I don't want to upset the author of that plea, so will keep an openish mind for the time being.  I do note that in the Plantnet listing - which follows the "traditional" approach - for the genus Caladenia there are 2 species with the common name “Pink fairy” and 3 species with a common name of simply ‘Spider orchid’.

For the ACT the Field Guide to the Orchids follows the views of David Jones.  That is what we use in the field (duhhhh) and it seems to have considerable logic behind it, so that is what I am going to continue to follow.

Much of my issues with the current state of affairs is attributable to the difficulty of finding out any information, in something resembling English, about what goes on with the currently core techniques of DNA sequencing and genome analysis.  With a Masters Degree in Ag Science and 30 years working with some pretty good quality maths-stats guys I can handle some technical stuff.  However I have found it impossible to get the equivalent of "DNA Sequencing for Dummies".  Most descriptions are in such jargon, the process might as well be a chili cook-off.

A significant exception to this is a paper about the comparison of the human and chimpanzee genomes which I found interesting, lucid and helpful.

However before getting to matters-DNA it should be noted that non-genotype approaches matters are not always that good.  I have come across cited examples of other (avian) taxonomists who have looked at anatomy and :
  • "found that Otididae and Eurypygidae had double dorsal horns of spinal grey matter whereas other gruiformes examined had single horns." or
  • propose "A sister group relationship between Psittaciformes {parrots etc} and Coliiformes (mousebirds), which share a unique form of the tendon of musculus extensor digitorum longus ..." 
which both seem a long way off suggesting anything of practical importance and could thus be included in a list of unhelpful offerings. 

At a slightly less weird level of analysis it used to be suggested that the three species illustrated below (from the left, Apostlebird, Magpie-lark and White-winged Chough) could be linked together as "mud-nesters".
A quick look at the shapes of their bills might suggest they are not particularly closely related, and a knowledge of their lifestyles rapidly splits the Magpie-lark off from the other two which do still seem to be fairly closely linked, especially their life of obligate communal nesting.  This 2+1 split seems to be supported by DNA analysis.

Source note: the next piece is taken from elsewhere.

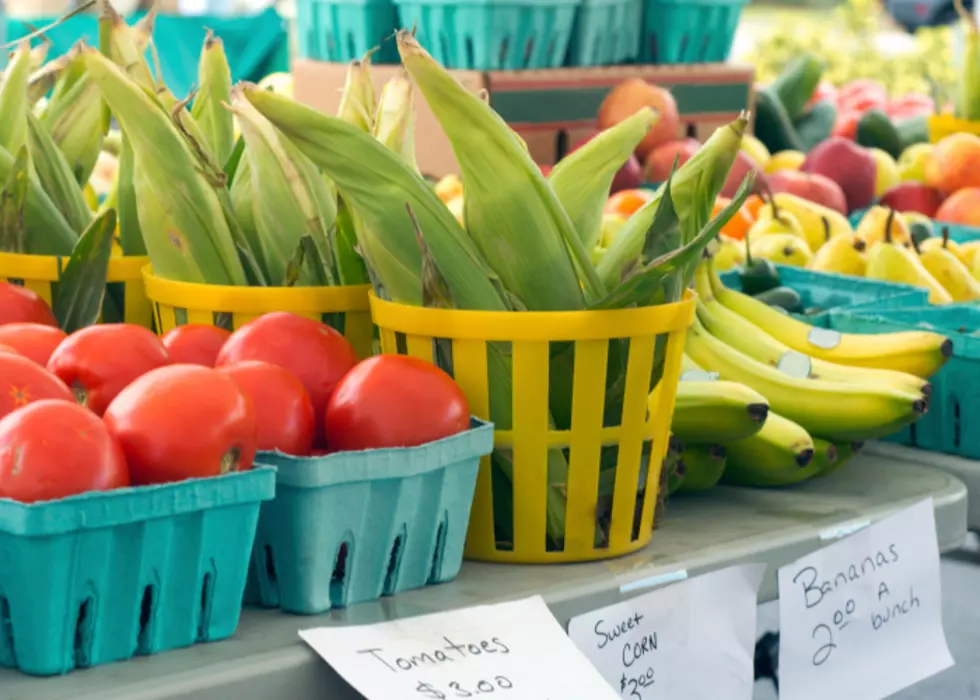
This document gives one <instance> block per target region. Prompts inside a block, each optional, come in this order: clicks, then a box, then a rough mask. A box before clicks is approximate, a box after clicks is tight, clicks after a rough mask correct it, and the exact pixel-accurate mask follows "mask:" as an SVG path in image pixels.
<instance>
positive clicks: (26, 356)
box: [0, 323, 68, 367]
mask: <svg viewBox="0 0 980 700" xmlns="http://www.w3.org/2000/svg"><path fill="white" fill-rule="evenodd" d="M67 337H68V334H67V333H65V332H64V331H63V330H61V329H60V328H57V327H55V326H45V325H44V324H41V323H8V324H6V325H4V326H0V345H6V346H7V347H8V348H11V349H12V350H14V351H15V352H17V353H19V354H21V355H23V356H24V357H26V358H27V359H29V360H34V361H35V362H36V363H38V364H39V365H41V366H42V367H47V366H48V360H49V359H51V355H52V353H54V351H55V348H57V347H58V346H59V345H60V344H61V342H62V341H63V340H64V339H65V338H67Z"/></svg>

However these apparent differences in morphology pale into insignificance when looking at a few orchid species. 
On the left we have Arachnorchis atrovespa and on the right is Stegostyla cucullata.  (Showing the difficulties with vernacular names the Field Guide offers "Thin-clubbed Mantis Orchid" for the Spider Orchid.)  About the only way I can get the Stegostyla to be a spider orchid is offered in the middle frame of the triptych.

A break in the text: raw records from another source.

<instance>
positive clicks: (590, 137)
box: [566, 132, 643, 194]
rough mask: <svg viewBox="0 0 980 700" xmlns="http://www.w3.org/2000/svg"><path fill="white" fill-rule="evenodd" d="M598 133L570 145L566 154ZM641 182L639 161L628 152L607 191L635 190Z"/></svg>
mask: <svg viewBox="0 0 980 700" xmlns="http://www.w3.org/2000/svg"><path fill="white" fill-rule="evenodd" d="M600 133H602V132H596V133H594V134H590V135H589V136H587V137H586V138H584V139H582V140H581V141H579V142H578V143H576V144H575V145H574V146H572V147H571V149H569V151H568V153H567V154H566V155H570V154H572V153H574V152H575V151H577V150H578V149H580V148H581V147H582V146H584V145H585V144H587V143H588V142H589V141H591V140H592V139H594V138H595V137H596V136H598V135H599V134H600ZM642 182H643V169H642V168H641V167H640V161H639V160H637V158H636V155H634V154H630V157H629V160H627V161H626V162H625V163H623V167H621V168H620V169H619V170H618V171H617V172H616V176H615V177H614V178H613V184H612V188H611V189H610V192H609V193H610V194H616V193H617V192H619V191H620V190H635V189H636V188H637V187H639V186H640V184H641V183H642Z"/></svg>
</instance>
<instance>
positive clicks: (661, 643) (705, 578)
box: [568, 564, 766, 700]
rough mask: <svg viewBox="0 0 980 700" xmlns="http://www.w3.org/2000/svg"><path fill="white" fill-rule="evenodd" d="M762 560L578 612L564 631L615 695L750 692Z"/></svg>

In fairness, and fairness - with stability - is one of the key attributes needed in this debate, some of the species split out of the 'old Caladenia' are quite similar in macro-structure.
Petalochilus fuscatus, Cyanicula caerulea, Stegostyla moschata.  Colour is a rough guide, but some Petalochilus can be quite white and pink 'Stegs' are also evident in the field.  Cyanicula is always blue (incidentally the word 'Cyanicula' appears in the Plantnet listing when searching for the genus 'Caladenia'- go figure).

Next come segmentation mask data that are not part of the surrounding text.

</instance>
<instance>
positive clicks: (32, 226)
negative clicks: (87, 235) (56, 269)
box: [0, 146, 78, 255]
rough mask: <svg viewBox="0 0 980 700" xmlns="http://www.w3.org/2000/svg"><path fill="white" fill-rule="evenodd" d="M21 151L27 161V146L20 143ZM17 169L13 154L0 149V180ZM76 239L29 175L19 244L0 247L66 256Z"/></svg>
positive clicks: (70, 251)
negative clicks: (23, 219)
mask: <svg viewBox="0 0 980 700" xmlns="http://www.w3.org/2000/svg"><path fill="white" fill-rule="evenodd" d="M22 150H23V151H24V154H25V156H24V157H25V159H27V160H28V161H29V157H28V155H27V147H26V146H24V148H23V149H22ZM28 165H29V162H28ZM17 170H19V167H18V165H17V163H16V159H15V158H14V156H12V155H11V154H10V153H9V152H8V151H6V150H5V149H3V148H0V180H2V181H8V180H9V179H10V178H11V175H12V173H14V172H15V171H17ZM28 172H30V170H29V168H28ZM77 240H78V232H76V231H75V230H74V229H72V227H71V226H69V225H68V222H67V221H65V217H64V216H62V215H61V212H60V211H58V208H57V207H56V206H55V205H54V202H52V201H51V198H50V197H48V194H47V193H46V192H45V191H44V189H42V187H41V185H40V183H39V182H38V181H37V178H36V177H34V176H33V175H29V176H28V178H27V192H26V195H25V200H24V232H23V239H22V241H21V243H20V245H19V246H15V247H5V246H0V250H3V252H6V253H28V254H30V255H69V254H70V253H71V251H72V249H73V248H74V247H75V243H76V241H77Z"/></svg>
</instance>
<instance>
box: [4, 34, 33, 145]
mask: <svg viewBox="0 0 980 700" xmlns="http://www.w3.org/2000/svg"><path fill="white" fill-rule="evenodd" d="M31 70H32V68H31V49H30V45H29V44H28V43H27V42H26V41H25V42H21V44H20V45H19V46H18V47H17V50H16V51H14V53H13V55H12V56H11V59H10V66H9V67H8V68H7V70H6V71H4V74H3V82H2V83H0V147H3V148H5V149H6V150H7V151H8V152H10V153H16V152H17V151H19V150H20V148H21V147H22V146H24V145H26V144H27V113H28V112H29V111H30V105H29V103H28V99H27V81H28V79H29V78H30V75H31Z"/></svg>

Where I will end up in this post is to conclude that there are many characteristics that can be looked at when defining the taxonomy of things.  It is very dangerous to focus on just one technique.  Other aspects of the debate, involving inter alia such little known taxonomists as  Hans Christian Andersen, Burt Lancaster, the Brothers Grimm and Danny Kaye, will follow.

1 comment:

Judith Gray said...

All I can say, is that I am glad that it wasn't me trying to define the categories. I find it hard enough to learn the scientific names and id plants in particular. Very interesting thoughts though about something which could be quite complex I imagine.